Comme il arrive souvent à plusieurs femmes, Jikonsaseh se croit fautive et essaie de s’ajuster, puis finit par se rendre compte que partir est la meilleure solution quand on a en face de soi un manipulateur. 

Sans faire l’économie des mots, Karine Boucquillon laisse son imagination décrire cette histoire à partir de plusieurs faits : des rencontres, des rites, des colères, des départs, des recommencements. Si les thèmes qu’elle développe tournent autour de la femme ou du pouvoir, on retrouve aussi d’autres thèmes comme le racisme, le rejet, la difficulté d’être parfois femme indépendante dans certains milieux, l’amour. Par conséquent, ces thèmes prennent chez elle non seulement un tour nostalgique, mais aussi un besoin de remise à niveau, de respect, de considération ou de reconsidérations : l’expérience amoureuse, la voix du père, le rôle de la femme dans l’histoire, la présence du fils. Tous les ingrédients réunis pour la réparation et la transmission rendent les contours du roman manifestement plus pétillants, voire plus présents, plus vrais ou plus réels.

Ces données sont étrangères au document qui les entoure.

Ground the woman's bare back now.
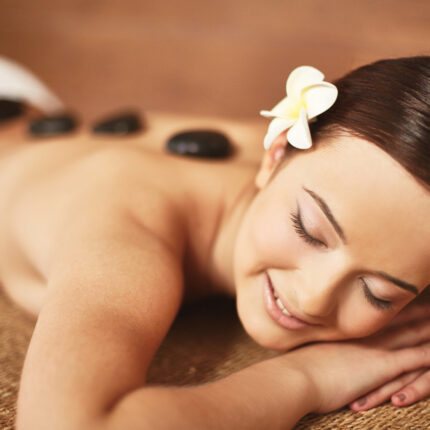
[0,121,253,316]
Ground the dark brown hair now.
[309,56,430,187]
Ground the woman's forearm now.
[100,360,311,430]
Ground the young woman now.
[0,57,430,430]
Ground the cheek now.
[237,197,300,275]
[338,297,392,339]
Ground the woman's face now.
[234,136,430,350]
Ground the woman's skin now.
[0,112,430,430]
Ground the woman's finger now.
[349,369,427,411]
[363,317,430,349]
[391,370,430,406]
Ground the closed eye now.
[291,209,393,311]
[291,208,328,248]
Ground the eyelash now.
[291,209,392,311]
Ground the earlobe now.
[255,133,287,189]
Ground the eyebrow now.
[302,186,418,295]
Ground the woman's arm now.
[103,359,312,430]
[16,204,307,430]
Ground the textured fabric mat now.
[0,292,430,430]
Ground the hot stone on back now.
[166,130,231,158]
[93,112,142,135]
[0,99,23,121]
[29,114,77,137]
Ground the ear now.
[255,131,287,190]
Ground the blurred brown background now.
[0,0,430,119]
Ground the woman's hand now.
[278,300,430,413]
[349,304,430,411]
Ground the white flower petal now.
[260,110,276,118]
[287,66,324,100]
[303,82,337,119]
[287,107,312,149]
[0,57,64,114]
[264,118,294,149]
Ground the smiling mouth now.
[264,272,319,330]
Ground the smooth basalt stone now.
[167,130,231,158]
[0,99,24,121]
[93,113,142,135]
[29,115,77,137]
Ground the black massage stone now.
[167,130,231,158]
[29,115,77,137]
[0,99,24,121]
[93,113,142,135]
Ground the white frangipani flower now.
[0,57,64,114]
[260,66,337,149]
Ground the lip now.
[263,272,317,330]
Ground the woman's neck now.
[207,169,257,297]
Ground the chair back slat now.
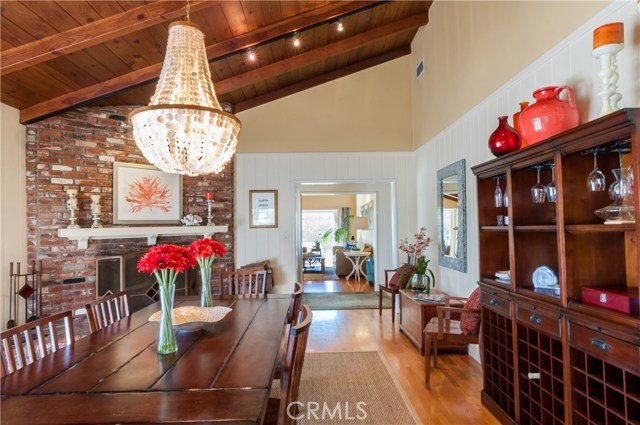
[0,310,74,376]
[220,269,267,295]
[287,282,304,326]
[84,291,129,333]
[278,305,313,425]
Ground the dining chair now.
[0,310,75,376]
[84,291,130,333]
[220,268,267,295]
[273,282,304,379]
[424,288,480,389]
[263,305,313,425]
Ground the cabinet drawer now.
[569,323,640,371]
[516,302,561,338]
[482,290,511,317]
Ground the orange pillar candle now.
[593,22,624,50]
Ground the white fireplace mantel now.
[58,226,229,249]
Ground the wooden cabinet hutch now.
[472,109,640,425]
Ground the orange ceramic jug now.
[518,86,580,145]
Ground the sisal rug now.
[302,267,340,281]
[302,292,391,310]
[298,352,417,425]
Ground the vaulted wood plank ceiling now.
[0,0,431,122]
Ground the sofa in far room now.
[333,244,373,277]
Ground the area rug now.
[298,352,417,425]
[302,292,391,310]
[302,267,340,281]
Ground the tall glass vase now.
[158,281,178,354]
[200,261,213,307]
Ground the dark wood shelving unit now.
[514,224,558,232]
[480,226,509,232]
[472,109,640,425]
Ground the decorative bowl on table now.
[149,306,231,332]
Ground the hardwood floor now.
[305,281,498,425]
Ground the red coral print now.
[125,176,171,213]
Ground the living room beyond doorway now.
[299,192,376,293]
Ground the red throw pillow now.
[389,264,415,289]
[460,288,480,335]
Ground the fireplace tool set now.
[7,261,42,329]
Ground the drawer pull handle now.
[591,338,611,350]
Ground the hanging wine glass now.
[587,149,611,195]
[531,165,547,204]
[545,164,558,202]
[493,177,502,208]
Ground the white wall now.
[0,104,27,329]
[238,55,413,153]
[412,1,640,296]
[235,153,416,292]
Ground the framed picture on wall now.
[113,162,182,224]
[360,201,373,229]
[249,190,278,228]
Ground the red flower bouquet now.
[138,245,196,354]
[189,238,227,307]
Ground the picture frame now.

Père me disait que l’être humain est un avec la faune, la flore, la terre et l’univers, que nous étions interdépendants et non et non des entités séparées. Mon peuple le savait depuis des millénaires, il voulait comprendre l’essence de la vie, la Terre Mère, pour qui il éprouvait un grand respect. 

Orientée vers la transmission et la restauration du statut de la femme, Souviens-toi des femmes de Turtle Island n’en oublie toutefois pas de nous rappeler que l’amour agapè et l’amour philia auront toujours le dernier mot. C’est en cela d’ailleurs que pour moi, Karine Boucquillon a fait une entrée très remarquable dans l’univers de la littérature. L’écriture est fluide et soutenue, le roman est bien écrit et l’intrigue est intéressante, car pour ce qui est de conduire une histoire, elle se révèle adroite au service littéraire…

En attendant son prochain roman, je vous recommande la lecture de celui-ci.